DeForest: Well, obviously, the knowledge we get is through the strength staff and athletic talent and how they worked out this summer on top of what we saw in high school. It is a little easier for a skill guy to help out so you are looking at a Justin Gilbert, a Shaun Lewis, Zach Craig, maybe a (Chris) Dinkins, or Joe Randle. Those kind of players give you the reason to look at them a little closer in that maybe they will be able to help us this year.
GP: Special teams get worked some in the spring, actually more than most places with Coach Gundy, but in the fall you have to really get after it and bring it all together with evaluation, teaching, and polish before that first game. Do you feel a little under the gun here at the beginning?
DeForest: It is going to be a transition year for us and I know that word keeps popping up but we had two of the best returners in the country playing for us the last three years. We're going into this season with an unproven guy, so it is a point of concern for us and the staff. Then, of the skill players on all the units, you know like last year with all the injuries, if you lose a guy, like a safety or something then he may be a starter on four different (special teams) units, well that is four different spots. We have to be smart with how we practice and we have to be smart with how we approach things. It is hard not to practice special teams full speed but we have to be careful.

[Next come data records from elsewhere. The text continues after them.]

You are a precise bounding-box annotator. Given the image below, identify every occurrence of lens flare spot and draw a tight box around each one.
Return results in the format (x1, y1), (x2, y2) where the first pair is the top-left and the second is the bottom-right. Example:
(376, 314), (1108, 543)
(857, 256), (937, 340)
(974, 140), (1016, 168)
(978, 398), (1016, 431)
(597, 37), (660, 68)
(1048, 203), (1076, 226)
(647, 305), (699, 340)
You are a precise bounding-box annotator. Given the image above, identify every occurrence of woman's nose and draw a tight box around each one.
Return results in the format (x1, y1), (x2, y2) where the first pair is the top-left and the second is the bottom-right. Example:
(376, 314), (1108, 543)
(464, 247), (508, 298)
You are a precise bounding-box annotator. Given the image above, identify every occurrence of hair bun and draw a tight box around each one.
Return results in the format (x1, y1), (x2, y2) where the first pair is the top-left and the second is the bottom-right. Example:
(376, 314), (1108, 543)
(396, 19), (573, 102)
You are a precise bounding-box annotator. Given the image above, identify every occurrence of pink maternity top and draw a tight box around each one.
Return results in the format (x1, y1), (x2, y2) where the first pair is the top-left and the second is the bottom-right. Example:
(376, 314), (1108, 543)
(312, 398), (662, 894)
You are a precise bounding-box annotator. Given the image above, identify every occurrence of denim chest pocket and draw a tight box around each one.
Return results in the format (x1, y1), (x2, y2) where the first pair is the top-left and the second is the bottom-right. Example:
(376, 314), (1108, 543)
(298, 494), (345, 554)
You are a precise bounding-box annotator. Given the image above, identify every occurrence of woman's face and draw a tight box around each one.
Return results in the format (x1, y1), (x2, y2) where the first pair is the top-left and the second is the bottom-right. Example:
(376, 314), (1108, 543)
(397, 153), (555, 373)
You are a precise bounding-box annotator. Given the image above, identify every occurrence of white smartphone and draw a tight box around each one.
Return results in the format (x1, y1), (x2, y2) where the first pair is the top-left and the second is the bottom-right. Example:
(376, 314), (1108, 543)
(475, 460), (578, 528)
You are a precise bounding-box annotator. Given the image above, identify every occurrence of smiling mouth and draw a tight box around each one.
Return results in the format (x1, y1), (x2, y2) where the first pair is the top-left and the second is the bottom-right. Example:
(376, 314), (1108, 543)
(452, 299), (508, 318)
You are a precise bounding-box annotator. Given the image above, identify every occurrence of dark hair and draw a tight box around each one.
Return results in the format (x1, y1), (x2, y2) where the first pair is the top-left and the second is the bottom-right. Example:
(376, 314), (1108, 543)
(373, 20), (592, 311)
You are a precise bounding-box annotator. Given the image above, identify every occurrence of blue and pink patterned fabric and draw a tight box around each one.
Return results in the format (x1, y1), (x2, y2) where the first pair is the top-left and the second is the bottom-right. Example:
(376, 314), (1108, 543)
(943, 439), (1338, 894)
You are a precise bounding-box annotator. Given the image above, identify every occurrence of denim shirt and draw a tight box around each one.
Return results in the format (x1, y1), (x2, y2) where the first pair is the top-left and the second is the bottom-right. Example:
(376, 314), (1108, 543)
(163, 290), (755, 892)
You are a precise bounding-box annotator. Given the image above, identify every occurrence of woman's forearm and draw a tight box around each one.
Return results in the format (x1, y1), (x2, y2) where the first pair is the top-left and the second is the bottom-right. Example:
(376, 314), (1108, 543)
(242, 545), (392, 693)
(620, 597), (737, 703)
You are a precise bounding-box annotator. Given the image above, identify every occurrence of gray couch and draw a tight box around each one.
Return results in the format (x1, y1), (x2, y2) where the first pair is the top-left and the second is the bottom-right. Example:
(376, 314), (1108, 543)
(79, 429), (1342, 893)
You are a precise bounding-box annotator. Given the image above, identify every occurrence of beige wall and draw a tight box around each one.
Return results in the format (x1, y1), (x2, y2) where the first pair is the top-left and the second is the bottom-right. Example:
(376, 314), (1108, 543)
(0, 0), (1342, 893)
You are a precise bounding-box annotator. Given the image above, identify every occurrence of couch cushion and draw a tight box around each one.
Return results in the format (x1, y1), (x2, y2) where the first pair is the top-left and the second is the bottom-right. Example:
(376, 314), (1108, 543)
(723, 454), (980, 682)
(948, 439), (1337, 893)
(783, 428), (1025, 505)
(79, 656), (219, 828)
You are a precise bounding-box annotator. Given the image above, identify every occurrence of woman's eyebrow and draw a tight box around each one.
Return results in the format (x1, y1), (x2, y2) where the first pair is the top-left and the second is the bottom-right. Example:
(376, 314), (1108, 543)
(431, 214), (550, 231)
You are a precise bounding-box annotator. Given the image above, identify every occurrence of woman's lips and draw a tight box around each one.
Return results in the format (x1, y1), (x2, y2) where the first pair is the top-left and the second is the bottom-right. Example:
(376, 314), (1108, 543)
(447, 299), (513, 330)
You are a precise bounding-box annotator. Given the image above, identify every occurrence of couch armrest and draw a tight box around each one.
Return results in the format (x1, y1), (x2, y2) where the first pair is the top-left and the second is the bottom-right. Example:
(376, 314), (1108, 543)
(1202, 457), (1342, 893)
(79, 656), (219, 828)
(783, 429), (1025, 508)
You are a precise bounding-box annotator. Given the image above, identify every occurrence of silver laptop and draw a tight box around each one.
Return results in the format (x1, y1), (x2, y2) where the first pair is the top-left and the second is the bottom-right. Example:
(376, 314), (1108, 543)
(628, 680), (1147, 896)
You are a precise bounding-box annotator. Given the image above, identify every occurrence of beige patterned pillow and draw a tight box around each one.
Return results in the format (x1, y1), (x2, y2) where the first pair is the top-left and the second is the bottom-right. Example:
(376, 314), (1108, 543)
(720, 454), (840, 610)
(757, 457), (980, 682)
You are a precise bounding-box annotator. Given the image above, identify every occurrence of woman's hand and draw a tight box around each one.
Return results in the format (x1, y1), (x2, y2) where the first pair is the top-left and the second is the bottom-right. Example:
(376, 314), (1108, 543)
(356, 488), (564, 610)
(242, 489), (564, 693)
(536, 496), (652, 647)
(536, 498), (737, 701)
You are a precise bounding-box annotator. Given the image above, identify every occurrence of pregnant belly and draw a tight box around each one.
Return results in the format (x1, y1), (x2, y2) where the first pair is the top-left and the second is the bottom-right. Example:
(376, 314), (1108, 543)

GP: The best thing is that you do return your specialists in kicker Dan Bailey, punter Quinn Sharp and snapper Marc Yerry. With apologies to the two others, Sharp is a potential All-American.
DeForest: He is an All-American and he has one of the strongest legs that I have ever seen. The problem with him at times is that he outkicks his coverage. What we have to do with him is a better job of hangtime and directional kicking. That is something we have emphasized over the summer for him.